Logo Bloomberg Technoz

Volume ekspor batu bara termal sebanyak lebih dari 300 juta ton masih ditujukan ke China, sebagai negara importir batu bara terbesar Indonesia. Sepanjang 2025, China telah mengimpor sebanyak 390,93 juta ton batu bara RI.

Selain soal kesiapan PT DSI untuk mengelola volume ekspor batu bara yang gigantis, Ardhi juga mempertanyakan nasib kepengurusan kontrak ekspor yang nantinya akan berasal dari banyak eksportir.

Dalam kaitan itu, Ardhi mewaspadai akan ada banyak permasalahan yang timbul dengan perubahan model bisnis perdagangan komoditas satu pintu seperti yang dikehendaki pemerintah.

“Belum pernah ada praktik monopoli penjualan semacam ini di dunia, mungkin baru Indonesia yang pertama kali menerapkan,” katanya. 

Penurunan Permintaan

Dihubungi terpisah, Direktur Eksekutif Pusat Studi Hukum Energi dan Pertambangan (Pushep) Bisman Bachtiar memprediksi adanya penurunan permintaan ekspor dari pelanggan-pelanggan batu bara Indonesia. 

“Iya, ada potensi penurunan. Akan tetapi, dalam jangka pendek ini, pasar akan wait and see dahulu. Jadi menunggu perkembangan karena ini perubahan aturan ekspor dilakukan sangat cepat dan hampir tidak ada masa transisi,” tuturnya.

Jika ternyata implementasi ekspor satu pintu tidak berjalan dengan baik, sangat birokratis, dan/atau justru berujung pada pembengkakan biaya, Bisman waswas hal ini akan menggiring lebih cepat investor untuk hengkang dari Tanah Air.

Walhasil, risiko gelombang pemutusan hubungan kerja (PHK) di industri pertambangan pun makin menganga, khususnya di sektor komoditas yang dikenakan seperti batu bara.

“Kalau [investor] langsung cabut, saya kira tidak sampai. Namun, kalau implementasi satu pintu tidak jalan dengan baik, maka besar peluang investor cabut dan pasti akan berdampak ke PHK,” tegasnya. 

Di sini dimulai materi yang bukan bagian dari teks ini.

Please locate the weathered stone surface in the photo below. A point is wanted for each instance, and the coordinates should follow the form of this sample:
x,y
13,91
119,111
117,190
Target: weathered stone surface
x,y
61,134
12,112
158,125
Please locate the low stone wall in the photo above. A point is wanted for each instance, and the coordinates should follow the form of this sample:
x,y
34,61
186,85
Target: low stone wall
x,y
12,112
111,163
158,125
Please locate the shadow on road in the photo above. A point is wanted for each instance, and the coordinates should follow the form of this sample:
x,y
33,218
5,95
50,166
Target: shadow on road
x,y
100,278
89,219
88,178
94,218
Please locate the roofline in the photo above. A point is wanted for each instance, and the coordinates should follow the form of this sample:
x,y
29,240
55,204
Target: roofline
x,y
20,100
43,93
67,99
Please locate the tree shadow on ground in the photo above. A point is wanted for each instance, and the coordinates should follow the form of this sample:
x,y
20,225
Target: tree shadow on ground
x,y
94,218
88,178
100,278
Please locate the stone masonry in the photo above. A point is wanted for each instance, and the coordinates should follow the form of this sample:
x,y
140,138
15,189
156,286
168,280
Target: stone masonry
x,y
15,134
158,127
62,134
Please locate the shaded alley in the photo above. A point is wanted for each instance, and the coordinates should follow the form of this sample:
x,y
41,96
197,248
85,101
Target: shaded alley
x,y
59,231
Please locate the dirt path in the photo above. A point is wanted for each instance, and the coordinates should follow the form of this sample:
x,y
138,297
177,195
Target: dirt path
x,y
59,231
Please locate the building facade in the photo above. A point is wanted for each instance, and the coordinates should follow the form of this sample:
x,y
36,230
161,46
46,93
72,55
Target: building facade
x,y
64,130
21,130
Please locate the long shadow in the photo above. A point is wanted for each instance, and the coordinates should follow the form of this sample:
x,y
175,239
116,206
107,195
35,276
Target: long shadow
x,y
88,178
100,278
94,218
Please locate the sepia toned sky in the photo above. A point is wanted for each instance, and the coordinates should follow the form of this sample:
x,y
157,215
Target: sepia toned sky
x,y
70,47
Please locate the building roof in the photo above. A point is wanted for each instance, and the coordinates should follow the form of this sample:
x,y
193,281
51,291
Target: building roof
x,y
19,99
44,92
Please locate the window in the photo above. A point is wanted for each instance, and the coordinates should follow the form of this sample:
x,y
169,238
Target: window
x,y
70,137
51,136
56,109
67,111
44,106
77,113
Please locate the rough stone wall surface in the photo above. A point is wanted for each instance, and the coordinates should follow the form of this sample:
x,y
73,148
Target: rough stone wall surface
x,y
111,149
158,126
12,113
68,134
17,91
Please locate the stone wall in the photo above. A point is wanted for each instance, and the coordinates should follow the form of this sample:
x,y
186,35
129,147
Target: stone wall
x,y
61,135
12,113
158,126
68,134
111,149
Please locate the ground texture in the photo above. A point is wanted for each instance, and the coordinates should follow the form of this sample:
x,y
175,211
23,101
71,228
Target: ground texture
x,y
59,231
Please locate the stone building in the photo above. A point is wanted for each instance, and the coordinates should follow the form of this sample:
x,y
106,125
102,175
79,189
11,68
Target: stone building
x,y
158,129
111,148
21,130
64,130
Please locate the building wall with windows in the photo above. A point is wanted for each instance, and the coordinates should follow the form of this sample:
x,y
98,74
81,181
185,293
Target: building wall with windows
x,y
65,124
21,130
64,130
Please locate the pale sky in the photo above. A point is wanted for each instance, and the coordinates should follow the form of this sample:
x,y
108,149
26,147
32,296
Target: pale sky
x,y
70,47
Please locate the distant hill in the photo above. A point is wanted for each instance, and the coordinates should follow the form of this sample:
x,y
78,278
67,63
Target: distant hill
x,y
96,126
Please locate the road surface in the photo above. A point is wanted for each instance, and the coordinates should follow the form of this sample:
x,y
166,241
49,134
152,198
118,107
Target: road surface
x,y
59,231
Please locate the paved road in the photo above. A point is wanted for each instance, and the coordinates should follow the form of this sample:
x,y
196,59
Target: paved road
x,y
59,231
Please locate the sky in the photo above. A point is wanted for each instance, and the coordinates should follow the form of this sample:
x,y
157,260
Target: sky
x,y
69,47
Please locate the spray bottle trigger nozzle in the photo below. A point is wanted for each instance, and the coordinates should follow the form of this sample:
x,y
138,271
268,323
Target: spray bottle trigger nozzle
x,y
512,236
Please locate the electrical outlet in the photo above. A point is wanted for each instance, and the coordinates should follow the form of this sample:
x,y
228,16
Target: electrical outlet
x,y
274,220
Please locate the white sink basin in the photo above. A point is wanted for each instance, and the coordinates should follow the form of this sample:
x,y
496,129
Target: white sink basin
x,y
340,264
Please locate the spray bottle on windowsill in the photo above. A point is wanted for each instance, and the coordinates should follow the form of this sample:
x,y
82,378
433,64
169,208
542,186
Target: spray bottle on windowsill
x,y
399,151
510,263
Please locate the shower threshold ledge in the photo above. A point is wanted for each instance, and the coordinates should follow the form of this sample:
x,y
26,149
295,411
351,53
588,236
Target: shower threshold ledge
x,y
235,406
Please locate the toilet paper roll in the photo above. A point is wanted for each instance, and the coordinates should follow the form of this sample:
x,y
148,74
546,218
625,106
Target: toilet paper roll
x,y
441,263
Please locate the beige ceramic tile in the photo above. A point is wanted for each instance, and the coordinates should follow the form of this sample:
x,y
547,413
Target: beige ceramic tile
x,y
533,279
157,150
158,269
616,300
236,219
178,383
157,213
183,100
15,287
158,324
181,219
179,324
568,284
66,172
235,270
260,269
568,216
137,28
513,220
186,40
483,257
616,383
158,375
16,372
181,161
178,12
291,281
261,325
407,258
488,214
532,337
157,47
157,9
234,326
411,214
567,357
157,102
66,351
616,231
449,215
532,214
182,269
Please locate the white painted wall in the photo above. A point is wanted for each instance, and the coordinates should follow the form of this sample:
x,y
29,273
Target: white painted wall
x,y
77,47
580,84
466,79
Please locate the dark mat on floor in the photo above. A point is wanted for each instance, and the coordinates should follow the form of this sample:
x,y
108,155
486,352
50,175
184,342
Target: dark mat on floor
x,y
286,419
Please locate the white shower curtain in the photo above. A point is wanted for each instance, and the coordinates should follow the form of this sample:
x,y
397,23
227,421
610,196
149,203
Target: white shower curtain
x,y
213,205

Sebelumnya, Chief Executive Officer Danantara Rosan Roeslani berjanji tetap akan menghormati kontrak-kontrak yang telah disepakati sebelumnya oleh perusahaan batu bara. Namun, kontrak-kontrak tersebut akan dicek terlebih dahulu sesuai dengan harga yang berlaku saat ini.

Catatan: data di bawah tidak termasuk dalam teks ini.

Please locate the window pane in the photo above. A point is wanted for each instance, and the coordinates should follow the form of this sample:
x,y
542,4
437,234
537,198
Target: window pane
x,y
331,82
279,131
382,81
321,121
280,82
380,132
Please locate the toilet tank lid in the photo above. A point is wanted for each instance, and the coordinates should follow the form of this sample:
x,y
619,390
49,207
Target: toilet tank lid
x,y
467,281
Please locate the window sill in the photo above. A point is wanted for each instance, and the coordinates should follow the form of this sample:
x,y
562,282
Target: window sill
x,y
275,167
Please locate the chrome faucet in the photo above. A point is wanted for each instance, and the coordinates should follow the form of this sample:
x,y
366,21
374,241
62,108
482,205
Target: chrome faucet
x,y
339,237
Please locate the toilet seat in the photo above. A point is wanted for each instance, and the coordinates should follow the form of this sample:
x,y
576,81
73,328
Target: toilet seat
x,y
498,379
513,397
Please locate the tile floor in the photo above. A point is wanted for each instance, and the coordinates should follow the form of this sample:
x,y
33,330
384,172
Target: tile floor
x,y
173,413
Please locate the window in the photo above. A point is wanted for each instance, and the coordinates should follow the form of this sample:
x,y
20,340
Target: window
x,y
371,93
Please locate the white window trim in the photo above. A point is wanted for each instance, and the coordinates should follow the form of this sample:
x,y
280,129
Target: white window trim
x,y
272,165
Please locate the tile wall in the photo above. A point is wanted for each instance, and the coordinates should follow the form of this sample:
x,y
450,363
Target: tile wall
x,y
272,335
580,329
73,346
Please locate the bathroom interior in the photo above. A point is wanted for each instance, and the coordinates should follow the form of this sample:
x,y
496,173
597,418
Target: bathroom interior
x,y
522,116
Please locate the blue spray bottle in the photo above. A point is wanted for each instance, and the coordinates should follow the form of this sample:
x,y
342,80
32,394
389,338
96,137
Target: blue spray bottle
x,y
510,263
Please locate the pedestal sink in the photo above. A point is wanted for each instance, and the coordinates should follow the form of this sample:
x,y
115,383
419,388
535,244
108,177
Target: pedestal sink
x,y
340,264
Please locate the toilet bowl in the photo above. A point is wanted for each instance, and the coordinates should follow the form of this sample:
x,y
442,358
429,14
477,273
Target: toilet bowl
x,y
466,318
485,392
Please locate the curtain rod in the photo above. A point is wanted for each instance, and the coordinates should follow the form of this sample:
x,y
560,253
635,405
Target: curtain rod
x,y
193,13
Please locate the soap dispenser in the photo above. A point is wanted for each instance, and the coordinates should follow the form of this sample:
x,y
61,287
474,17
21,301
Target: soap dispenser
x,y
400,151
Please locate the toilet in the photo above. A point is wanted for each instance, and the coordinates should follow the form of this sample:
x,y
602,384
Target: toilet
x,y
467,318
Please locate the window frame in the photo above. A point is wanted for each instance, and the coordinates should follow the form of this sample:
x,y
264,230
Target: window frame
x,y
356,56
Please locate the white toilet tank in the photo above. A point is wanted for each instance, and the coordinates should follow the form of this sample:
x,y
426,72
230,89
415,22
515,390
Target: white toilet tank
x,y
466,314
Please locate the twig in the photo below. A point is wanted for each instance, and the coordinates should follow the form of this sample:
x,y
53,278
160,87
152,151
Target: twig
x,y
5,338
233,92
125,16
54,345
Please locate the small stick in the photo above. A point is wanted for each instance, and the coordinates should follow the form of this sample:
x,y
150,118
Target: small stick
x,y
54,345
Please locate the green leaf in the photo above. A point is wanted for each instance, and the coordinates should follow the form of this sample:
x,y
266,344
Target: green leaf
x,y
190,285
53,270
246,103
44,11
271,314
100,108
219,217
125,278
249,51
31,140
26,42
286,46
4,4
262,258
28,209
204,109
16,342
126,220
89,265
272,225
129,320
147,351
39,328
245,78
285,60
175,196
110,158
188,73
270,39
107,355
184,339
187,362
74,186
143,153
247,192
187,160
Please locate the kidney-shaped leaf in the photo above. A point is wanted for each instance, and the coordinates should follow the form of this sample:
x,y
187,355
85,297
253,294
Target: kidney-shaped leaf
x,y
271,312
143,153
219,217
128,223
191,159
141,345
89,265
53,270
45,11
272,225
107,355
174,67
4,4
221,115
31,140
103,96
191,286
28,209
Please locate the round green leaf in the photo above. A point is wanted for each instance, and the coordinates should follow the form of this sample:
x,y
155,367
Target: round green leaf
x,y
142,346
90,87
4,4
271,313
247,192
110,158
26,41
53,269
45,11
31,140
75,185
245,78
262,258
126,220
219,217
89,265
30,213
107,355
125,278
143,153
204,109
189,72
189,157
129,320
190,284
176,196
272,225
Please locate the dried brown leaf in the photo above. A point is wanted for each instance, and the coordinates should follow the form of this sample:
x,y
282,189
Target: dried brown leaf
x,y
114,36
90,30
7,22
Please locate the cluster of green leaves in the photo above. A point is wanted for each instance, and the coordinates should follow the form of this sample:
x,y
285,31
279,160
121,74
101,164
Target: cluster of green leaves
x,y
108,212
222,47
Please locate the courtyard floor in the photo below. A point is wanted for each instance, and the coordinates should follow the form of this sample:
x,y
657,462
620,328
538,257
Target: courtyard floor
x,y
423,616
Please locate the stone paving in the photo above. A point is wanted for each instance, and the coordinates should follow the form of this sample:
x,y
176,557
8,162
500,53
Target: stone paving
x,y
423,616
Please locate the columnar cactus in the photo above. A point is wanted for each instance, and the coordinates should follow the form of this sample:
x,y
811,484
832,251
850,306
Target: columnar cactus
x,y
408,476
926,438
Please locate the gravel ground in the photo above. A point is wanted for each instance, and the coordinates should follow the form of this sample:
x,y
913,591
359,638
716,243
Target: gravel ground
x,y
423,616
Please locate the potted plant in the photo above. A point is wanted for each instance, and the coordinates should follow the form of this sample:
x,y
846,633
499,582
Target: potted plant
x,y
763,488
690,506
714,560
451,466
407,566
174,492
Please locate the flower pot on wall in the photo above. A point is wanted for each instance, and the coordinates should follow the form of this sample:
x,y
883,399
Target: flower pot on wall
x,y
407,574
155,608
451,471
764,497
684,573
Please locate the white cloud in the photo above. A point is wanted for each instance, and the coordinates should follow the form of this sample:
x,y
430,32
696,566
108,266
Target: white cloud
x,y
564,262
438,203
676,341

"Jadi kontrak-kontrak yang ada kita tetap hormati, tetapi pada dasarnya kita akan melihat apakah kontrak ini pricing-nya itu benar sesuai dengan indeks yang ada ya," ujarnya di gedung DPR RI Jakarta, Selasa (20/5/2026).

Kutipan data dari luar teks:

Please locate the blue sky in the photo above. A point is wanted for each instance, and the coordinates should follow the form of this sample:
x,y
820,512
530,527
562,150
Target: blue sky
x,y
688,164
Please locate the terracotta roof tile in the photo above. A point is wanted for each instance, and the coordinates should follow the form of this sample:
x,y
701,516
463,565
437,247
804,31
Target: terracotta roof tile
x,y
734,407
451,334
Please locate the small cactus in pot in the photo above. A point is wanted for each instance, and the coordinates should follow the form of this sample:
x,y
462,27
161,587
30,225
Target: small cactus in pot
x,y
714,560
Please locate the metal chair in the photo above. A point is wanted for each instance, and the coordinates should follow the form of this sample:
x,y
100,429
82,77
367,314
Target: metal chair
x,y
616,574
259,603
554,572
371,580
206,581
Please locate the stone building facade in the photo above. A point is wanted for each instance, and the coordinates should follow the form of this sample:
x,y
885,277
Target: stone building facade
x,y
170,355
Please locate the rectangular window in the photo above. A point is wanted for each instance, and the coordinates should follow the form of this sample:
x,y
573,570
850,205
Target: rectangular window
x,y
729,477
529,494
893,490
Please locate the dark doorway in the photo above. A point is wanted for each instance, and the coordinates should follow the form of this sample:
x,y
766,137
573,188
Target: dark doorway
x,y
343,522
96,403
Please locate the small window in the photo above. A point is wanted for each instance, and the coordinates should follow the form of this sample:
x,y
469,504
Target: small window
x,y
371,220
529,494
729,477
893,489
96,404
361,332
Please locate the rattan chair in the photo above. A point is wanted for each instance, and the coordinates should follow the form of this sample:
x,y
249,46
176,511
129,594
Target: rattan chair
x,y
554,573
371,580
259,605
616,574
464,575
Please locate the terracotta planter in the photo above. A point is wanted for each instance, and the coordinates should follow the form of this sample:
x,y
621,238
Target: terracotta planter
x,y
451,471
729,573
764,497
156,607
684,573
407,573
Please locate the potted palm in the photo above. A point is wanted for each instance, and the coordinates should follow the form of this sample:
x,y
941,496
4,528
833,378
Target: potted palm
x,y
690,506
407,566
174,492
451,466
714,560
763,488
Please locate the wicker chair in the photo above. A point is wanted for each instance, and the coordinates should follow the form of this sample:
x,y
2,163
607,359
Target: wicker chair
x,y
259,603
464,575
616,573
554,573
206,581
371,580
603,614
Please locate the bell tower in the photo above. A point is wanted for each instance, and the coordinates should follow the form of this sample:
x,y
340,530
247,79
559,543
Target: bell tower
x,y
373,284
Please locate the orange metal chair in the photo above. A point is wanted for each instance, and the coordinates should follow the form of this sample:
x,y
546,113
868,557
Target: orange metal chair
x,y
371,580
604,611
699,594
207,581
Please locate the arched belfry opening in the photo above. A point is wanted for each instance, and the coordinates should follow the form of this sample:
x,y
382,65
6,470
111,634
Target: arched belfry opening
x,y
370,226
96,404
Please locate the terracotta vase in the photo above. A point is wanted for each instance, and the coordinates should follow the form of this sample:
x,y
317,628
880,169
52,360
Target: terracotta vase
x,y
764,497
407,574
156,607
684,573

Rosan menegaskan harga jual komoditas SDA Indonesia tidak boleh jauh di bawah indeks pasar yang sedang berlaku. Harga indeks sendiri dapat dilihat secara terbuka.

"Jangan sampai pricing-nya well below index. Kan kita bisa lihat indeks dunia itu kan kita bisa lihat sangat-sangat open ya," ucapnya.

Rosan juga mengatakan, tujuan pembentukan PT DSI bisa dikatakan sebagai marketing facility, sehingga dapat memperkuat memperkuat pengawasan dan pemantauan dalam memberantas praktik kurang bayar akibat transfer pricing yang memicu adanya underinvoicing, overinvoicing, hingga pelarian devisa hasil ekspor (DHE).

"Bagaimana yang selama ini terjadi pelanggaran dan ataupun potensi pelanggaran baik dalam underinvoicing dan transfer pricing yang di mana saya yakin para pemainnya, para teman-temannya, juga selama ini tahu. Ini yang kita akan coba untuk reduce semaksimal mungkin. If possible; zero underinvoicing, zero transfer pricing gitu," tegasnya.